A Argila, o barro tem uma estreita relação com o acto criador, com o acto de criar, de construir, de tornar existente, presente.
O oleiro Butades ao preencher a silhueta de um jovem com barro, desenhada na parede pela sua filha, estava a tornar presente a figura deste jovem e a torná-la palpável, ao modelar a face em barro estava ele a criar a existência do jovem que partia para o estrangeiro.
Assim o barro, a argila é matéria de origem, matéria fecunda, elástica, moldável. Porém esta característica de matéria susceptível de ser moldada adquire também o significado de ser um material inconstante, passível de ser corrompido, facilmente modificado, inconsistente e as suas formas facilmente destruídas.
A lama, material composta pela junção da terra com a água tem simbologias antagónicas: do ponto de vista, do pó da terra, é um material fecundo, gerador de vida, se considerarmos a água, simboliza a poluição da pureza.
O Barro encontra na mitologia clássica, cristã, e nas demais crenças religiosas, duplos sentidos que assentam na ideia de origem e de criação do ser humano e tem também o significado da vulnerabilidade, da fraqueza e da inconsistência dos Homens e das suas acções.
Estas pinturas, estas imagens, com estas figuras de “formas amassadas”, estes “corpos de barro”, são “visões” de como seria se os seres humanos devido a uma entidade mística se transformassem em barro. Este material frágil, de consistência dúbia funciona como metáfora da instabilidade, da fraqueza dos Homens, reflexo dos seus comportamentos sociais e das suas decisões.
Recorrendo a este imagético mitológico, religioso, místico, a expressões populares sobre o barro, tento criar pictoricamente imagens que se refiram à dualidade desta matéria, à sua vulnerabilidade perante factores adversos à sua estabilidade, funcionando como metáfora do Homem."


Tiago Baptista, 2011

"Sem-título"



Outra. Um sujeito cansado de mandar o barro a parede. Não pega e ele já quase é de barro!

Exposição em Madrid















Pois foi! Em Fevereiro tive uma exposição em Madrid.

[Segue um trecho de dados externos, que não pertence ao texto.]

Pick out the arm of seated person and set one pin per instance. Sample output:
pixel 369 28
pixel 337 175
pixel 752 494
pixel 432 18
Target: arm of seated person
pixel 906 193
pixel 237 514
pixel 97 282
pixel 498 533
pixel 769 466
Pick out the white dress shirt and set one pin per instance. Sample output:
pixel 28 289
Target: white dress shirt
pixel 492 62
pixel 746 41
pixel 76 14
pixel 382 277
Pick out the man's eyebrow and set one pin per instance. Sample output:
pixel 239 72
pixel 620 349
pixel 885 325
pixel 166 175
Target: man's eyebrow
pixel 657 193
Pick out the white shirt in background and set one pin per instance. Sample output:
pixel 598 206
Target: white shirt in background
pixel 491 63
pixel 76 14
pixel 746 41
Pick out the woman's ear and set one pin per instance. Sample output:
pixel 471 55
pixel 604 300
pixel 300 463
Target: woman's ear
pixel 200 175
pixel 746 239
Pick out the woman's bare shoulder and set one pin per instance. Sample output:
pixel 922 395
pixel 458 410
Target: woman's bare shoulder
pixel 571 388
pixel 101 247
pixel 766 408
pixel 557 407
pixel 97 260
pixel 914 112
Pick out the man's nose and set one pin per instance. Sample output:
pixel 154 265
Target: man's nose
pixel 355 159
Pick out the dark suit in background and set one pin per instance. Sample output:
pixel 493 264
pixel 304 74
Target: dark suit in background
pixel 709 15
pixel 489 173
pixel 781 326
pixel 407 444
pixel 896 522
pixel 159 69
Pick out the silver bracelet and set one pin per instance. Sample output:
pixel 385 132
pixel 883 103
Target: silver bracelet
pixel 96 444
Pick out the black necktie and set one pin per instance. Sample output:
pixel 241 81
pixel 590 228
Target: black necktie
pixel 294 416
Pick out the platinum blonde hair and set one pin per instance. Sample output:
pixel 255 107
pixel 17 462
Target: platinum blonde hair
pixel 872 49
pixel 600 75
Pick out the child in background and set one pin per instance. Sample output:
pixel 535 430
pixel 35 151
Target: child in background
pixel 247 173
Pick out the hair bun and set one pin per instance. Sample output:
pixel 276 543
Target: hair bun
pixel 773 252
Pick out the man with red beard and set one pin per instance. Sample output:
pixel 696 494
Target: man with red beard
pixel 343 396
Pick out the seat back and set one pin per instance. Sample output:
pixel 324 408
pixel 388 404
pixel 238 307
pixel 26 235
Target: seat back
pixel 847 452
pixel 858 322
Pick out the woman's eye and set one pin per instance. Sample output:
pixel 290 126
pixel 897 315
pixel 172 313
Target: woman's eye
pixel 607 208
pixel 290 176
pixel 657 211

Para a qual posteriormente encontrei um nome: “ Degradação dos corpos/ Corpo de Barro”. A mostra durou três ou quatro dias e foi na JustMAD, um solo project da 3+1 Arte Comtemporânea, o espaço era bastante intimista e os outros trabalhos presentes também era bastante interessantes. Ficam aqui algumas fotos tiradas pela Joana Silva com o aspecto da coisa!

"Sem-título"



Uma outra tela sem-título sobre o tema da transformação dos Homens em Barro, fui sugar algumas ideias ao lindissimo livro " DE AETATIBUS MUNDI IMAGINES" do Francisco D'ollanda ( http://www.bne.es/es/Catalogos/BibliotecaDigital/docs/interactivos/libro5/libro.htm ) aqui especificamente à ilustração sobre a criação do Homem, um livro que de resto me tem influenciado imenso nestes últimos tempos.


Vemos aqui um senhor(Deus) a tirar figuras da terra, que conseguem andar um pouco mas logo a seguir voltam ao seu estado de origem e acabam por se desmachar e regressam ao sítio de onde foram tirados.